Чиновник Тарелкин свой знаменитый первый монолог о том, что надоело жить произносит лишь минут через двадцать после начала. Первой же идет сцена из другой пьесы Сухово-Кобылина — «Дело», где крупный чин Варравин (Сергей Епишев) с цинизмом современного дельца надругался над купцом Муромским, приведенным в департамент тем самым Тарелкиным, который и решил свести счеты с жизнью. Такой наглый монтаж вносит ясность в сознание зрителя, особенно не посвященного в тонкости драматургии. И даже продвинутые по этой части удивляются органичности такого хода: и как раньше в умные режиссерские головы такого не приходило? А то чесал зритель репу, с первой минуты поставленный перед фактом Тарелкиным, решившим: «Не хочу жить!!!» Почему не хочу, зачем не хочу? Жди, пока по ходу дела в диалогах Тарелкина-Варравина выяснится, что к чему. А тут все причинно-следственные связи как на ладони. И расклад классика о взятках, «оборотнях» и грязных чиновничьих делишках, который в прежних постановках даже маститых режиссеров смотрелся как из другой далекой жизни. А ведь нет более актуальной по содержанию и эффектной по форме пьесы о современной российской действительности.

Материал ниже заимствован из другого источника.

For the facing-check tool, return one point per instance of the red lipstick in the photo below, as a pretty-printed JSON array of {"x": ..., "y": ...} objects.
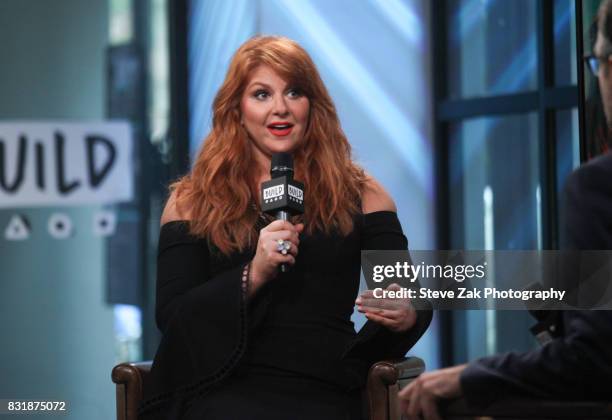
[{"x": 280, "y": 128}]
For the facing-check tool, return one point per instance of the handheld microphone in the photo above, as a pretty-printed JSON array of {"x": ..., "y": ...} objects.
[{"x": 282, "y": 196}]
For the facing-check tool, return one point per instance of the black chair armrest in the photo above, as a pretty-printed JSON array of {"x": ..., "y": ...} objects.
[
  {"x": 385, "y": 379},
  {"x": 129, "y": 378}
]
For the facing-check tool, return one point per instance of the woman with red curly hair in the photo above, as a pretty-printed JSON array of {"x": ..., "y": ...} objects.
[{"x": 240, "y": 339}]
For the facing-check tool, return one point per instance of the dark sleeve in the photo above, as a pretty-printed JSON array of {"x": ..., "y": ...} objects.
[
  {"x": 587, "y": 206},
  {"x": 383, "y": 231},
  {"x": 578, "y": 364},
  {"x": 202, "y": 316}
]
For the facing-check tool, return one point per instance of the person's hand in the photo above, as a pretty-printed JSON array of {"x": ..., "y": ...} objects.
[
  {"x": 419, "y": 399},
  {"x": 396, "y": 314},
  {"x": 264, "y": 265}
]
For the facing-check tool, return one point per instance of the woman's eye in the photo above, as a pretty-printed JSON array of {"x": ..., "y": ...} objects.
[
  {"x": 294, "y": 93},
  {"x": 261, "y": 94}
]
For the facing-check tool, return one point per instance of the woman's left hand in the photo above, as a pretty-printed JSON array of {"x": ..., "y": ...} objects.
[{"x": 396, "y": 314}]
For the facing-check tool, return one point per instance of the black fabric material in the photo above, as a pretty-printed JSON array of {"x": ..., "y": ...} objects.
[
  {"x": 296, "y": 329},
  {"x": 576, "y": 365}
]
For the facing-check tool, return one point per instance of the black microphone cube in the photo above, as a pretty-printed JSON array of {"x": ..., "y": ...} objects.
[{"x": 282, "y": 194}]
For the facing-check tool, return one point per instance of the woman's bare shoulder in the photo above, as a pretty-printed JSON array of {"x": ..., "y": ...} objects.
[
  {"x": 375, "y": 198},
  {"x": 174, "y": 210}
]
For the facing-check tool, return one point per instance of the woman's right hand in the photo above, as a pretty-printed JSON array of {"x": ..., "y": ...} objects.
[{"x": 265, "y": 264}]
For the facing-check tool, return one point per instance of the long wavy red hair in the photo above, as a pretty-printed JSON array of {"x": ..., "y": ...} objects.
[{"x": 220, "y": 190}]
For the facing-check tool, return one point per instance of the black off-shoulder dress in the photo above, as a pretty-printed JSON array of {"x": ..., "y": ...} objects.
[{"x": 291, "y": 352}]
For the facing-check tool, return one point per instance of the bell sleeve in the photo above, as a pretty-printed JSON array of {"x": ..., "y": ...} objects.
[
  {"x": 203, "y": 319},
  {"x": 382, "y": 231}
]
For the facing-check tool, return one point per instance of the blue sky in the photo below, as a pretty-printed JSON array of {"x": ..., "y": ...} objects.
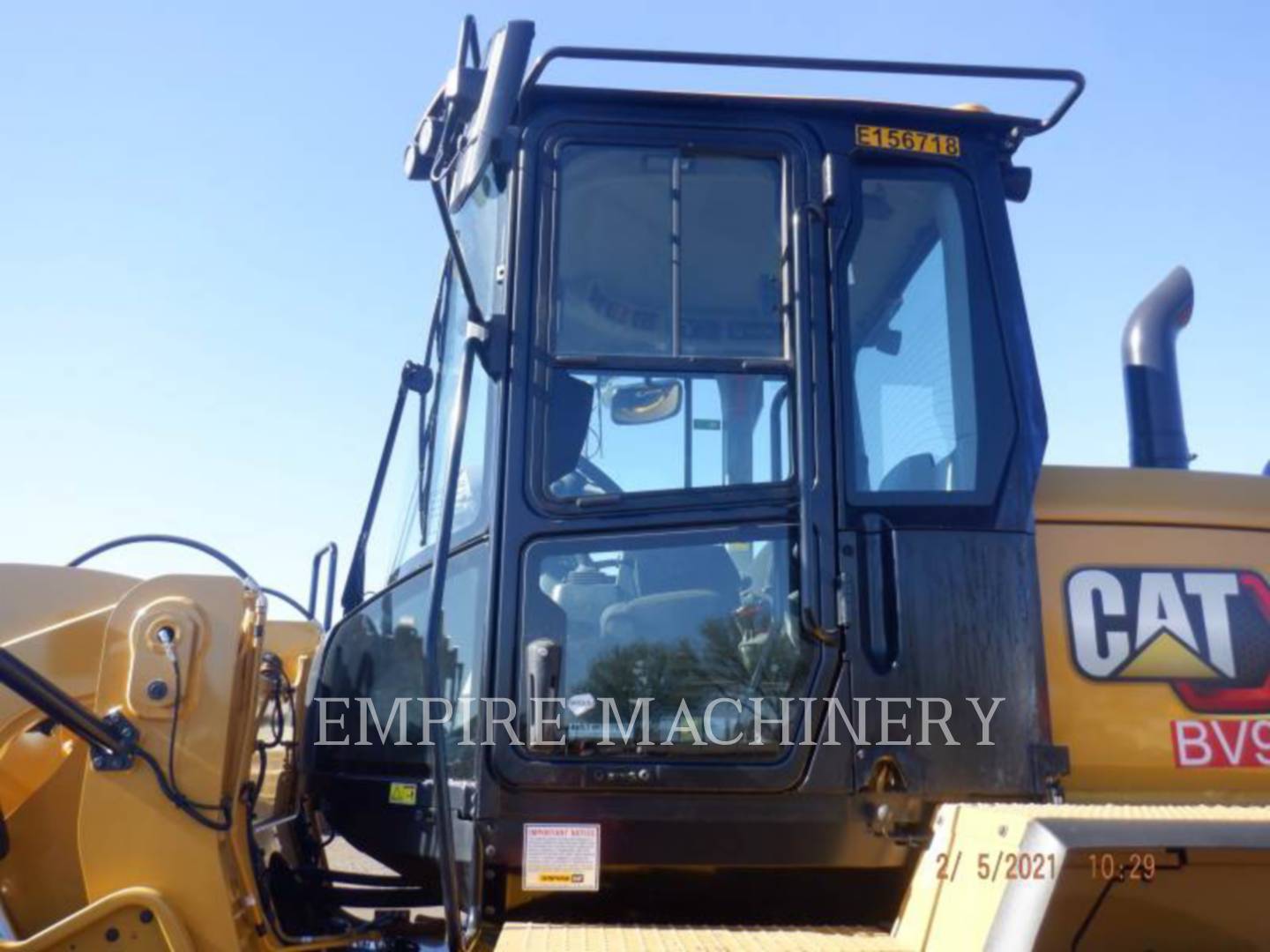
[{"x": 211, "y": 267}]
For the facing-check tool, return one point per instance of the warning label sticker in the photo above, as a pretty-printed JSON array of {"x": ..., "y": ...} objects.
[{"x": 562, "y": 857}]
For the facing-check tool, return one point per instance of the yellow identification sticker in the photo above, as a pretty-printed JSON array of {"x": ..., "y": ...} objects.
[
  {"x": 403, "y": 793},
  {"x": 908, "y": 140}
]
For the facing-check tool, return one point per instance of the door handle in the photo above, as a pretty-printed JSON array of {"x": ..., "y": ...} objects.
[{"x": 880, "y": 632}]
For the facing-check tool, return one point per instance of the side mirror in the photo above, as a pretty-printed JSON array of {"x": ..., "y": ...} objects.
[
  {"x": 504, "y": 66},
  {"x": 651, "y": 401},
  {"x": 542, "y": 683}
]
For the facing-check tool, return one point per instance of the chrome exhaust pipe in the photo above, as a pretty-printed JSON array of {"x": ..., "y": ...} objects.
[{"x": 1157, "y": 435}]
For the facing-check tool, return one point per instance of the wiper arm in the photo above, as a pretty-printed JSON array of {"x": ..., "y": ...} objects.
[
  {"x": 413, "y": 378},
  {"x": 456, "y": 256}
]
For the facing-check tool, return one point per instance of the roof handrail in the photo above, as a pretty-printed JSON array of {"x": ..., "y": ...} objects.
[{"x": 828, "y": 65}]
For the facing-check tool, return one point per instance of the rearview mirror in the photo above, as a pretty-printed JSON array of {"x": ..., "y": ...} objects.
[
  {"x": 504, "y": 70},
  {"x": 651, "y": 401}
]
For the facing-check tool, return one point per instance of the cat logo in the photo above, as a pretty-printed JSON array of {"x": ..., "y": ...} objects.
[{"x": 1206, "y": 632}]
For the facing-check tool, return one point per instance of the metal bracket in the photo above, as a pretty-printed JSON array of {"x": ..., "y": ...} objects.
[{"x": 120, "y": 759}]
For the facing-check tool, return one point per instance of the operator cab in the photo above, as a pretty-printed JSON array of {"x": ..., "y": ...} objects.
[{"x": 747, "y": 428}]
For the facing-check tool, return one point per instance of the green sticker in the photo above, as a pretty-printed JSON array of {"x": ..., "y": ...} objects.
[{"x": 403, "y": 793}]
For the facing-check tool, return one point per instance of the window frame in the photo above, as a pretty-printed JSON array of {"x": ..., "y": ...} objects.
[
  {"x": 996, "y": 400},
  {"x": 761, "y": 144}
]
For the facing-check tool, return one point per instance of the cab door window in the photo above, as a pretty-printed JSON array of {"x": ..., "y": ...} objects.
[
  {"x": 934, "y": 418},
  {"x": 701, "y": 626},
  {"x": 666, "y": 323}
]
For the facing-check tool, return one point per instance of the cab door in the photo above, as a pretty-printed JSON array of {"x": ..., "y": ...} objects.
[{"x": 940, "y": 437}]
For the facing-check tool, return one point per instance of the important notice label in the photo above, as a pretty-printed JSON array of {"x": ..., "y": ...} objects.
[{"x": 562, "y": 857}]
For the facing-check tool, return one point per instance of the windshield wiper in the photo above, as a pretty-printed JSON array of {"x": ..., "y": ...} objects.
[{"x": 415, "y": 378}]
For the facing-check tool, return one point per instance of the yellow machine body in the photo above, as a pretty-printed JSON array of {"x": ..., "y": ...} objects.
[
  {"x": 1122, "y": 730},
  {"x": 100, "y": 853}
]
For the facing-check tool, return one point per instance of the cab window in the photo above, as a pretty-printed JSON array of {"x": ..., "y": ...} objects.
[
  {"x": 932, "y": 410},
  {"x": 666, "y": 331},
  {"x": 705, "y": 622}
]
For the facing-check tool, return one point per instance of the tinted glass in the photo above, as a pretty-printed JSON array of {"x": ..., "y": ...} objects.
[
  {"x": 689, "y": 623},
  {"x": 667, "y": 253},
  {"x": 917, "y": 305},
  {"x": 377, "y": 654},
  {"x": 612, "y": 277},
  {"x": 724, "y": 429},
  {"x": 730, "y": 253},
  {"x": 482, "y": 225}
]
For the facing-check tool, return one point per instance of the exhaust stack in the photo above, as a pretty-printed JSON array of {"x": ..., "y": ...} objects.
[{"x": 1157, "y": 435}]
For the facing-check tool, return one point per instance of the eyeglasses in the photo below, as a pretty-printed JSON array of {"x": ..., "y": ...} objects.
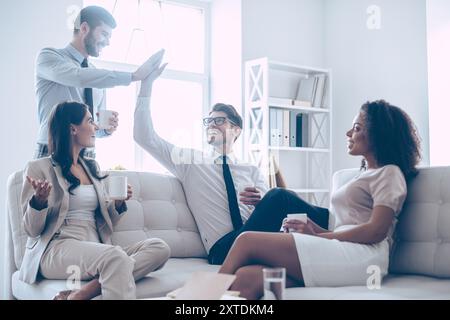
[{"x": 218, "y": 121}]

Вот господа артисты. Посмотреть на костюмный прикид — обхохочешься: мундир на чиновнике или приставе смонтирован с майкой и рэперскими штанами (художник Наталья Сомова). Но это не режет глаз, не мешает, и, более того, кажется, что именно такие платья в первой половине XIX века носили в присутственных местах.
Такой же принцип и в игре ансамбля. Молодые артисты как будто развлекаются с историей чиновника Тарелкина, задумавшего посредством своей фиктивной смерти облапошить своего начальника Варравина. Они делают все как будто не всерьез, с насмешкой и приколами из сегодняшнего дня. Но подобным легкомыслием добиваются поразительного эффекта: «Смерть Тарелкина» смотрится серьезным психологическим спектаклем, который то с головой ныряет в фарс, то оборачивается в триллер, и далее по кругу.
Игра идет на самом высоком градусе, и даже становится страшно, когда доходит до крайней точки кипения. Таких несколько: монолог Тарелкина в конце первого акта в исполнении Глеба Подгородинского. Этот блестящий артист в последнее время заявляет о себе все громче и громче. Тарелкин — его вершина на данный момент. Адский крик авантюрной души, чье убиенное тело согласно Сухово-Кобылину набито тухлой рыбой, исполнено почти на шепоте, который можно принять за змеиное шипение. Браво, Подгородинский!
В дуэте с ним в таком же блеске — Сергей Епишев и Илья Ильин в роли Расплюева. Рисунок роли Епишева чрезвычайно пластичен — и в жесте, и в интонации. Илья Ильин с внешностью лирического героя в образе Расплюева оказался совершенно неожиданным и смог показать немалый диапазон своих возможностей.
При всем том, что «Тарелкин» весел и энергично пролетает почти за три часа, это весьма опасный спектакль. Высокий градус, на котором существуют актеры, таков, что если его превысить, то есть опасность скатиться в балаганный капустник. И уж тогда точно случится смерть «Тарелкина».